As described above, the present invention does not cause discomfort to the user by lowering the relative humidity without using a secondary heat exchanger that performs the role of the auxiliary evaporator during the cooling operation and the role of the secondary condenser during the dehumidification operation. There is an effect that can perform a comfortable air conditioning without.

Claims (1)

An air conditioner including a compressor (1) for discharging gas refrigerant of high temperature and high pressure, a condenser (2) for condensing the gas refrigerant of the compressor (1) with liquid refrigerant, and an evaporator (5) for exothermic heat exchange with indoor air.
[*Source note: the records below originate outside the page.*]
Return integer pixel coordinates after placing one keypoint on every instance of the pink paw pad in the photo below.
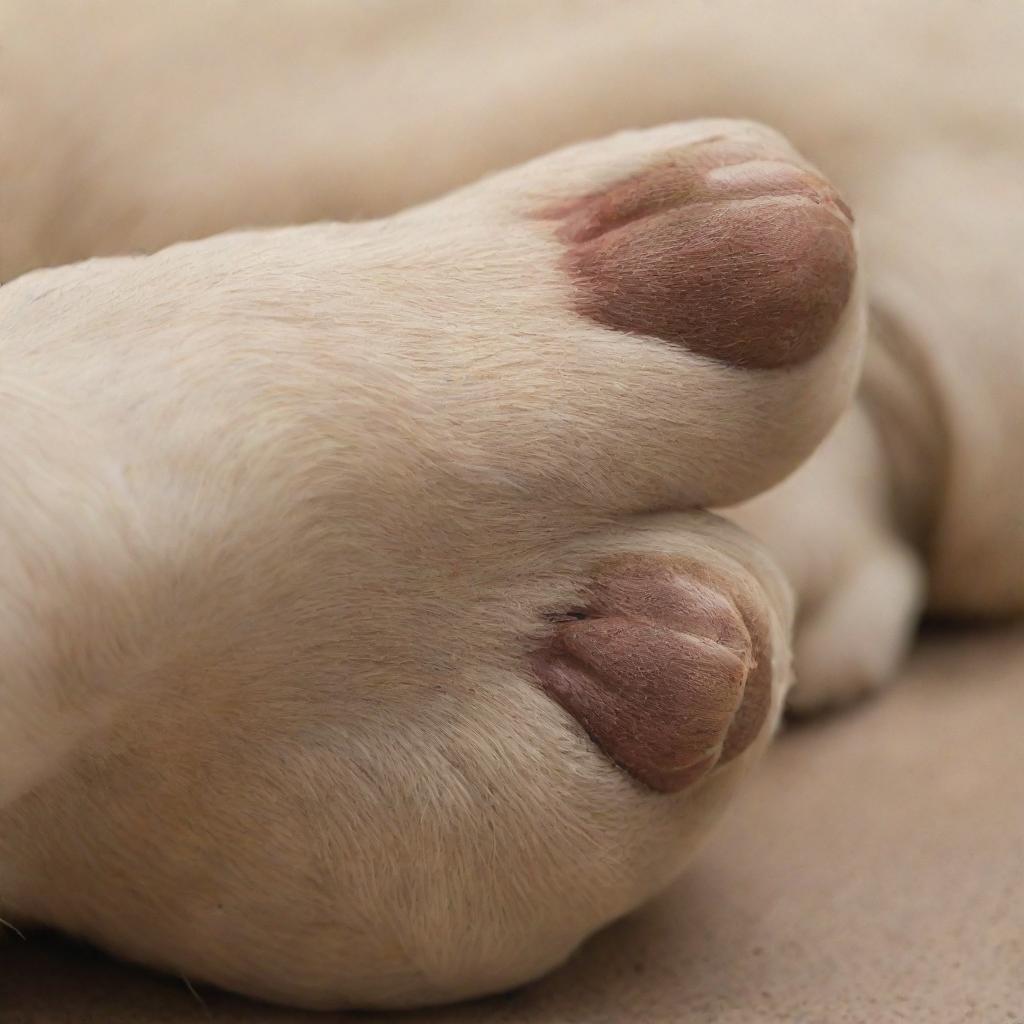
(663, 671)
(731, 249)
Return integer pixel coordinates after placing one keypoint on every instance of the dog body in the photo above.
(312, 529)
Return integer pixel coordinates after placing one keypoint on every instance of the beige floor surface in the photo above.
(872, 873)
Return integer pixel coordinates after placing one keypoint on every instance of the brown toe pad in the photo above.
(662, 670)
(733, 250)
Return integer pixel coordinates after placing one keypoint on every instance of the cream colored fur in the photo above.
(207, 502)
(288, 512)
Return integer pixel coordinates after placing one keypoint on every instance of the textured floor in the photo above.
(873, 872)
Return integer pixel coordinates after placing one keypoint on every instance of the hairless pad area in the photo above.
(730, 249)
(663, 670)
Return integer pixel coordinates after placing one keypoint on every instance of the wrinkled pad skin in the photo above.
(663, 670)
(735, 251)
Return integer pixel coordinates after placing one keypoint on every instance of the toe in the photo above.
(665, 672)
(733, 251)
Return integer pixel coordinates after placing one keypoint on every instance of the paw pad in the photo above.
(663, 671)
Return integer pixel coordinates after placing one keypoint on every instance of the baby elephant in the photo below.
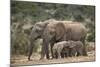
(73, 47)
(76, 48)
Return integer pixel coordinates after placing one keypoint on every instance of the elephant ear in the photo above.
(60, 30)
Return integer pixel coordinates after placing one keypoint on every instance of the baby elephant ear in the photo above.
(60, 30)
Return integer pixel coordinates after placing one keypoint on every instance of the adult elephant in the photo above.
(60, 31)
(36, 33)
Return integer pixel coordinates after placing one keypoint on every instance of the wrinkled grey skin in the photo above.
(73, 47)
(37, 32)
(60, 31)
(58, 47)
(76, 48)
(55, 31)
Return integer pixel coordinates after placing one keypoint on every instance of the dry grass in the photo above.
(22, 60)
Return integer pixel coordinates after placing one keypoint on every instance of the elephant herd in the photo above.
(55, 32)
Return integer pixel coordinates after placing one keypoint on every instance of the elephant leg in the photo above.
(42, 51)
(59, 54)
(52, 44)
(30, 51)
(47, 51)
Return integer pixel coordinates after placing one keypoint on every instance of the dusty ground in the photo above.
(22, 60)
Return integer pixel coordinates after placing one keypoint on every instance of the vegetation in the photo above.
(25, 14)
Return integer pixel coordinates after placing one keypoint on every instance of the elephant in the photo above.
(76, 48)
(58, 47)
(54, 31)
(62, 31)
(37, 33)
(70, 47)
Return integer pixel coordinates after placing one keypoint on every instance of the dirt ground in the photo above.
(22, 60)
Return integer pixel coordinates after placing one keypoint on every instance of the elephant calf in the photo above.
(67, 48)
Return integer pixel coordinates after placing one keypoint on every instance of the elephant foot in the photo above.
(41, 58)
(29, 59)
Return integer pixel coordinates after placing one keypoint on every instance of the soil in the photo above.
(22, 60)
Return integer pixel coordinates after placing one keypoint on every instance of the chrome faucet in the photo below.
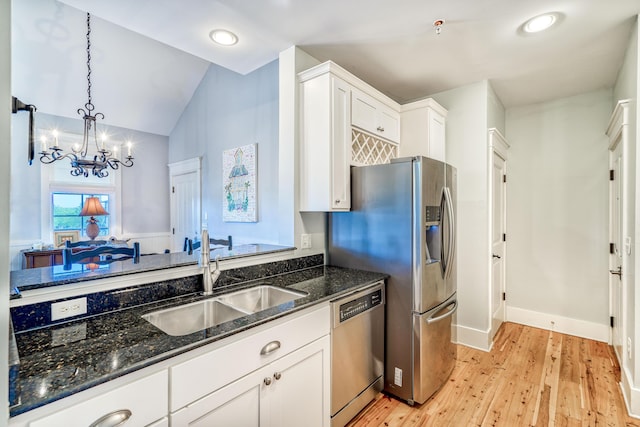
(209, 277)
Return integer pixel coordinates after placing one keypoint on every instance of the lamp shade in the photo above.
(93, 207)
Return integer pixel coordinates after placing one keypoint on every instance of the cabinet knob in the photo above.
(112, 419)
(269, 348)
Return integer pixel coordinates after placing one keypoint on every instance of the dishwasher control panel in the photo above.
(360, 305)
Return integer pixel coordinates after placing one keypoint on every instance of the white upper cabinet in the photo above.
(343, 122)
(374, 117)
(326, 147)
(423, 129)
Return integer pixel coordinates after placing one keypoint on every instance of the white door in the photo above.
(185, 202)
(616, 249)
(498, 243)
(498, 197)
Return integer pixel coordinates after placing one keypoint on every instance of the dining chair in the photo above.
(100, 255)
(84, 243)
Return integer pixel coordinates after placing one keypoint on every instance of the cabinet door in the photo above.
(292, 391)
(374, 117)
(436, 136)
(341, 146)
(325, 152)
(299, 394)
(236, 405)
(364, 111)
A first capillary tube (4a) for expanding the refrigerant condensed by the condenser (2) during the cooling operation; A first anisotropic valve (V1) connected in parallel with the first capillary tube (4a), closed during a cooling operation, and opened during a dehumidification operation to supply a refrigerant primarily condensed by the condenser (2); A second capillary tube 4b which expands the second condensed refrigerant during the dehumidification operation and supplies the refrigerant to the evaporator 5; A second anisotropic valve (V2) connected in parallel with the second capillary tube (4b) and supplying refrigerant to the evaporator (5) which is closed during dehumidification operation and opened during cooling operation and exchanged with indoor air; And an evaporation action that is installed adjacent to the evaporator 5 and receives heat from the expanded refrigerant through the first capillary tube 4a during the cooling operation and flows out to the second anisotropic valve V2 to endothermic heat exchange with indoor air. On the other hand, the secondary humidity by receiving the condensed refrigerant primary condensed by the condenser (2) through the first anisotropic valve (V1) to lower the relative humidity without deteriorating the room temperature during dehumidification operation And an auxiliary heat exchanger (6) flowing out to the second capillary tube (4b).